Because of this lifelong fixation on all things political, I feel qualified at this early juncture in his first term to comment on the Presidency of Barack Obama. These last few months have seen the near-collapse of America’s banking and automobile-manufacturing sectors. They have also seen enormous bailout packages cobbled hastily together and passed just as hastily by Congress.
We have been made privy to the tortuous legal “reasoning” employed by advisors of the Bush Administration to simultaneously justify and excuse torture. And we have heard the chorus of boos from both sides of the spectrum as liberals call for investigations and prosecutions and conservatives call for less transparency and greater immunity for those who administered the “enhanced techniques.”
We have witnessed a new Administration tackling issue after issue as critics (mainly from the Right) accuse them of trying to “do too much,” and other critics (mainly from the Left) accuse them of “not going far enough.”
I know that Barack Obama has not yet been in office for 100 days, but based on the reaction from both the Left and the Right and upon my many, many years as a political obsessive I feel absolutely confident in my judgment that President Obama will be remembered as one of our most effective Presidents ever.
He is leading exactly as he said he would—from the middle. He promised an end to blind partisanship and he is delivering. What more evidence could anyone need than the anger being hurled at the President from both sides? The Right, without a leader or a coherent philosophy, has become the Party of NO. The Far Left, with dreams of revenge governance, has become the Party of Let’s Do To Them What They Did To Us. Barack Obama, in the meantime, has become the President of What Needs To Be Done.
Being a proud member of the Far Left of course I want Dick Cheney, Donald Rumsfeld, Jay Bybee, John Yoo, et al to be brought to justice for their crimes against humanity. Of course I want the “Don’t Ask, Don’t Tell” policy to be changed so that all willing Americans can serve with pride in the Armed Forces. Of course I want banks partially nationalized. Of course I want even more funding for education.

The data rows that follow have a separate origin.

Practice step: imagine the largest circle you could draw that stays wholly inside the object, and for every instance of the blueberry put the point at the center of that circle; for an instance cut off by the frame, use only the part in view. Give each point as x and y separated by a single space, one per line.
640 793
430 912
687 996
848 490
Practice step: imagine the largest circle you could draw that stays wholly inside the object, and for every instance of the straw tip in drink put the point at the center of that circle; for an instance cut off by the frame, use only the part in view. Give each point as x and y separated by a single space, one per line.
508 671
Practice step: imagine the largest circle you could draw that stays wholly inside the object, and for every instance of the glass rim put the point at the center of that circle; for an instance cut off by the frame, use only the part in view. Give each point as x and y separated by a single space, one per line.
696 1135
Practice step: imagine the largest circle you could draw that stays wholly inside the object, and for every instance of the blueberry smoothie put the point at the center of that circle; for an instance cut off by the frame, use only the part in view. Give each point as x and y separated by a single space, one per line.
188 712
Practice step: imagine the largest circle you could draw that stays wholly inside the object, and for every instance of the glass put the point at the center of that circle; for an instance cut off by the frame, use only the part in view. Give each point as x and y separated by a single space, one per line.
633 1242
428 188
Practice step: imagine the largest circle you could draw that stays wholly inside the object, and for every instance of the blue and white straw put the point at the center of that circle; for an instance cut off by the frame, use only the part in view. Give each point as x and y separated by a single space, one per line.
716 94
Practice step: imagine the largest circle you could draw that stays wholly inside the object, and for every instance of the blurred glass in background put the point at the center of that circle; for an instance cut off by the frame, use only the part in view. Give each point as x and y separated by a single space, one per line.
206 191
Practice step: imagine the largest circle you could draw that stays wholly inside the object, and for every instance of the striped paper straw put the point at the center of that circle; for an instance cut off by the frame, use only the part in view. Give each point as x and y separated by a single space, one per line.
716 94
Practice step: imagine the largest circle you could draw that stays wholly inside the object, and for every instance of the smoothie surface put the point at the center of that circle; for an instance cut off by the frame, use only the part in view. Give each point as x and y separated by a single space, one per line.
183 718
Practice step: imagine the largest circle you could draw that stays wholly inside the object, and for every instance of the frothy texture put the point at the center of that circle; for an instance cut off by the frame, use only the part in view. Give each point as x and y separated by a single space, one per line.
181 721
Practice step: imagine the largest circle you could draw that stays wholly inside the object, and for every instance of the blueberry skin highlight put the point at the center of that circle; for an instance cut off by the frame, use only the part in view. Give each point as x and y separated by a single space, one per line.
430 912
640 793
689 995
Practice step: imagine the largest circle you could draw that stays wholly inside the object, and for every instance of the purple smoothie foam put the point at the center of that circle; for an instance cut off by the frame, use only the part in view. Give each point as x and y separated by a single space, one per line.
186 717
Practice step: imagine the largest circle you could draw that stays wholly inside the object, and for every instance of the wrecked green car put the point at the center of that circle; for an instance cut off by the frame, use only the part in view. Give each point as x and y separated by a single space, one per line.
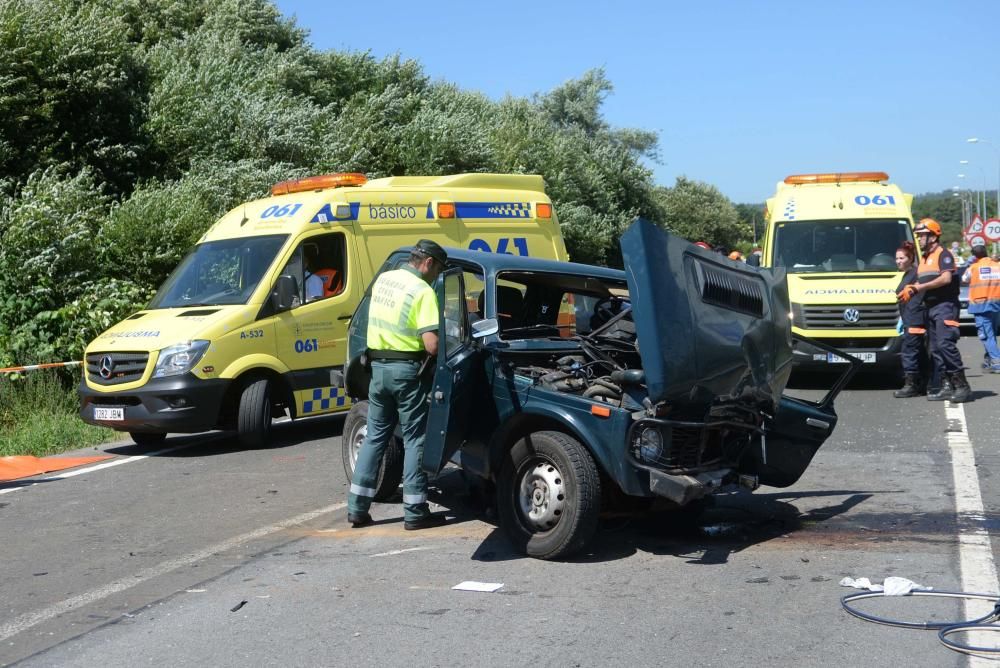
557 383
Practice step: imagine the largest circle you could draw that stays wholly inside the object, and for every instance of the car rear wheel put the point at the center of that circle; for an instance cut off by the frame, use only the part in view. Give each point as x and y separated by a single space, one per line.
548 495
390 472
253 423
147 438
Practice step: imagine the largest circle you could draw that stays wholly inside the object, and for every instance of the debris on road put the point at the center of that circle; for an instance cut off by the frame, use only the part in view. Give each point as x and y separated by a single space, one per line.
472 585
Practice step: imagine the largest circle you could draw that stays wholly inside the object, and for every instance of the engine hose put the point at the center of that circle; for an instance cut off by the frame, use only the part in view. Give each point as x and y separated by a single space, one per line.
608 384
601 391
992 616
964 648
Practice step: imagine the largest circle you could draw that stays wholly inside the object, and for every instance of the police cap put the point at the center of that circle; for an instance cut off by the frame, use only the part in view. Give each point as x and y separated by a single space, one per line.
429 248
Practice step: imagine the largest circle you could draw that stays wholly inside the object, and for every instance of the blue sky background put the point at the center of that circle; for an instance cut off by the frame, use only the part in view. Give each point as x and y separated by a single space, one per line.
741 93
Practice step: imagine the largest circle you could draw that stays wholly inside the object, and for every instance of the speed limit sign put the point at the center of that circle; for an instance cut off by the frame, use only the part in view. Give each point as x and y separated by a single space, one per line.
992 229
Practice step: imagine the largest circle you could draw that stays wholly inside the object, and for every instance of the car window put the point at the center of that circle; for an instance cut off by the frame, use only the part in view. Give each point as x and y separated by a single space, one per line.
456 321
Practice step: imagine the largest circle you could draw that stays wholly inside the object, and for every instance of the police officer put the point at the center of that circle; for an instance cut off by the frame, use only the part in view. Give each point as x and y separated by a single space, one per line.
940 294
913 314
402 333
984 303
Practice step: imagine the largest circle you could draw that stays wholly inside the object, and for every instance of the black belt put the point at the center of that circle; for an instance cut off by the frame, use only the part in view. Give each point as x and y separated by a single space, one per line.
412 355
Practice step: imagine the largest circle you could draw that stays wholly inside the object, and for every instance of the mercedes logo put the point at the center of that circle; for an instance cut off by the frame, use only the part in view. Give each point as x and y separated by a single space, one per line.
108 366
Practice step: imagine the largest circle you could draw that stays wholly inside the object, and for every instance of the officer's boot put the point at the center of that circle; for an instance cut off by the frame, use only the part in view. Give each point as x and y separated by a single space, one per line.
962 391
911 387
945 391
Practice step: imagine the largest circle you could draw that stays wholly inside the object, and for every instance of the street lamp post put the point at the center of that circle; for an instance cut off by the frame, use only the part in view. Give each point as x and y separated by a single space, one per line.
977 140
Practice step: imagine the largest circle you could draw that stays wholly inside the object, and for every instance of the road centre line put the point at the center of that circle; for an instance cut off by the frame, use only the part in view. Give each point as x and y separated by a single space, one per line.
103 465
979 574
25 622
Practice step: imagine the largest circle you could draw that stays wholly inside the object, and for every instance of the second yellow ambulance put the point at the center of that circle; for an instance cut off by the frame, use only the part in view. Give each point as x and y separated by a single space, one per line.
836 235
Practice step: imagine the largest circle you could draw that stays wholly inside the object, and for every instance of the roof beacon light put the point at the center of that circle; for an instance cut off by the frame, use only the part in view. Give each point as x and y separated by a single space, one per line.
319 183
840 177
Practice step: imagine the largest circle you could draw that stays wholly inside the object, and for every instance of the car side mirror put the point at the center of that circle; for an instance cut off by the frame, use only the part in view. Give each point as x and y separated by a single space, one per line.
484 328
283 295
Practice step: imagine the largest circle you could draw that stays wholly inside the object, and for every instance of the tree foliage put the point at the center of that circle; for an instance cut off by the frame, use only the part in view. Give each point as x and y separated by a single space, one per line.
128 126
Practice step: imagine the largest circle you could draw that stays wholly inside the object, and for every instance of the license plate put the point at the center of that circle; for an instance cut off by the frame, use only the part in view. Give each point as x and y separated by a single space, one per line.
867 358
116 414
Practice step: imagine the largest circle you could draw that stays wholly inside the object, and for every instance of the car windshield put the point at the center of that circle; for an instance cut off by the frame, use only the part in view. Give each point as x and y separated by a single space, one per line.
219 272
817 246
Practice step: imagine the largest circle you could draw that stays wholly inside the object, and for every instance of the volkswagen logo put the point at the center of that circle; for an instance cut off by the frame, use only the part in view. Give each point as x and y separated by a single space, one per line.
108 366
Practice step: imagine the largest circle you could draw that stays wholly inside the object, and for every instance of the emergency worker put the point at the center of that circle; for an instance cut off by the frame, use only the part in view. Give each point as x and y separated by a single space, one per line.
913 314
984 303
402 333
940 294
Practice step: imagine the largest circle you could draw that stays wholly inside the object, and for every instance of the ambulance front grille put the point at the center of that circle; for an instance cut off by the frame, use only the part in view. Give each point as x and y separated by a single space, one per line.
118 367
867 316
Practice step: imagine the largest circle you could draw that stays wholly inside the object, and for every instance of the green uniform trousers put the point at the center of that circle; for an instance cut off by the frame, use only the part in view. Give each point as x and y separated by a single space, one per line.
396 393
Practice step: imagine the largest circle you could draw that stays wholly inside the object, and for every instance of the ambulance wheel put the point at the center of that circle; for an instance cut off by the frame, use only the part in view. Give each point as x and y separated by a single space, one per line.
147 438
549 495
253 422
390 471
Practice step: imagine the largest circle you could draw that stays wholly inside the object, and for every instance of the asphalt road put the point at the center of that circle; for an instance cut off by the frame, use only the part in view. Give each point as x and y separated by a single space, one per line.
204 554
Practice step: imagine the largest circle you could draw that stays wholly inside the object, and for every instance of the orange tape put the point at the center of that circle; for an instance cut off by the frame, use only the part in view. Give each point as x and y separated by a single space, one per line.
23 466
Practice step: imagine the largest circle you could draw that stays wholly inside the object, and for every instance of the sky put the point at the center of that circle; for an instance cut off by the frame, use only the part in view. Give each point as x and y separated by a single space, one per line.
741 93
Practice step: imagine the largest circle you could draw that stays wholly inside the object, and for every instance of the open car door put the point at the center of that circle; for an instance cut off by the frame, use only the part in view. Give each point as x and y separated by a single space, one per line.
791 437
451 393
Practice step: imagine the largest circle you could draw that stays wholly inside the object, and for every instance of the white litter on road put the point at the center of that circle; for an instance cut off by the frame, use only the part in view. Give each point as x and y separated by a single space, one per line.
892 586
472 585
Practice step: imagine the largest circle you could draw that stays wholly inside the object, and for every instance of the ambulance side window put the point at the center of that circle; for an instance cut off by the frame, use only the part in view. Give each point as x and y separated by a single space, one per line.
319 267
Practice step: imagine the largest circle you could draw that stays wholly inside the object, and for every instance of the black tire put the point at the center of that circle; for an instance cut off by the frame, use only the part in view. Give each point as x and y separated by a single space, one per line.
549 495
253 423
390 472
147 438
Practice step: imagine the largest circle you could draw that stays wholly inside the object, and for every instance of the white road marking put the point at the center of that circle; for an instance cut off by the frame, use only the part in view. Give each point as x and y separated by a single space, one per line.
26 621
979 573
104 465
392 552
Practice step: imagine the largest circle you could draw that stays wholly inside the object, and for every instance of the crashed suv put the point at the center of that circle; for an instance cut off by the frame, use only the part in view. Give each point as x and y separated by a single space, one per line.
558 383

Being a lifelong student of politics I know that Barack Obama has chosen his path as President. It is a path leading through the middle. It eschews polarization for efficacy. And it is exactly what we need as a nation to bring us out of the frightening straits we find ourselves in and to bring us together (eventually). I know it is early, but what I have seen so far from President Obama makes it clear that he is one for the ages. I look forward to seven more years of disappointment that he has not been “liberal enough.”